There must have been some challenges too?
I think, like most people I speak to, at times it feels like we’re living in a simulation, as everything is over video or phone call. There is something special about the human touch, exchanging ideas and talking face-to-face, so I look forward to more time in the office and with colleagues – but the way that the business has adapted is quite special.
What was your knowledge of the marine industry before joining Navico, and what drew you to this position, leading C-MAP?
I’m a complete outsider in that sense, however I’ve always had a fascination with boats, and admired superyachts. I am a “want to be” boater, and will be getting my licence very soon.

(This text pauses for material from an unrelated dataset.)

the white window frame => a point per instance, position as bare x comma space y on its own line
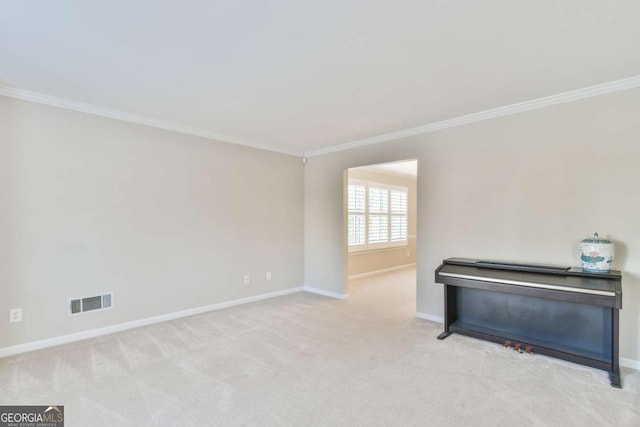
388, 244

I spent several years in consulting, spending 8-12 weeks learning, analysing, planning and then walking away, onto the next project. I love the logic of it and this experience gave me a great toolkit, but it always felt a little like doing the easy bit and then walking away. I moved from the world of consultancy to a position which let me “get my hands dirty” and into execution mode.
In C-MAP I saw a great team with an extraordinary wealth of knowledge. For me it was unusual to see a team which has so many years’ experience and to have so many members of staff who have been with the company for 10 or even 20 years. There’s a lot of determination there and a passion to make C-MAP the very best in the market.

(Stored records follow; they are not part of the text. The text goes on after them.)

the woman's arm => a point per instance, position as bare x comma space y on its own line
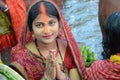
73, 74
19, 68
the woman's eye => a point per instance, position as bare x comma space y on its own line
52, 23
39, 25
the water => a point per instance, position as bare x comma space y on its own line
82, 16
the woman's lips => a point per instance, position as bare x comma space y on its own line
47, 36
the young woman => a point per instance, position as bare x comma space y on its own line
52, 53
108, 69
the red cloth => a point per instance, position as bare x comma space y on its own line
20, 54
103, 70
17, 11
34, 68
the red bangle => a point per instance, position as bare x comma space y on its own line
4, 8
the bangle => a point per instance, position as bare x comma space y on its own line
4, 8
67, 78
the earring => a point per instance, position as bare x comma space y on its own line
33, 37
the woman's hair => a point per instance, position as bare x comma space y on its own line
35, 11
112, 30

Have there been any surprises?
The complexity of the product range. Understanding the structure of the product offering, the different technologies and naming conventions – that took some time to fully understand. If I put myself in the shoes of a prospective customer, that complexity can be intimidating and confusing – which is why I’m pushing to simplify and streamline our offering.
What do you think is C-MAP’s greatest strength?

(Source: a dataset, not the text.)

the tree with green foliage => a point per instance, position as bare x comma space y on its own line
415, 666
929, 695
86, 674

Our people and their resilience. C-MAP has had quite an ownership journey since it was founded in 1985, and I think it’s fair to say it is time for a reawakening. Now that C-MAP is part of Navico, and one of the four key brands, it feels as though C-MAP has found the right home; there is a very positive energy and we have some truly exciting plans for the future.
What does the future hold?
Looking to the future for Navico and our customers, we can have the best hardware in the world – and I think that we do – but a lot of the experience is down to what’s happening on the screen, and cartography is a significant part of that.
We have a significant responsibility, in C-MAP, to ensure that the overall experience for customers is the best it can be. We are working to elevate our cartography, to the point where it becomes an influence on what MFD consumers are choosing to buy, and we’re hearing feedback that, with Reveal and PCHD, this is already happening.
It’s going to be hard work, but it’s going to be exciting!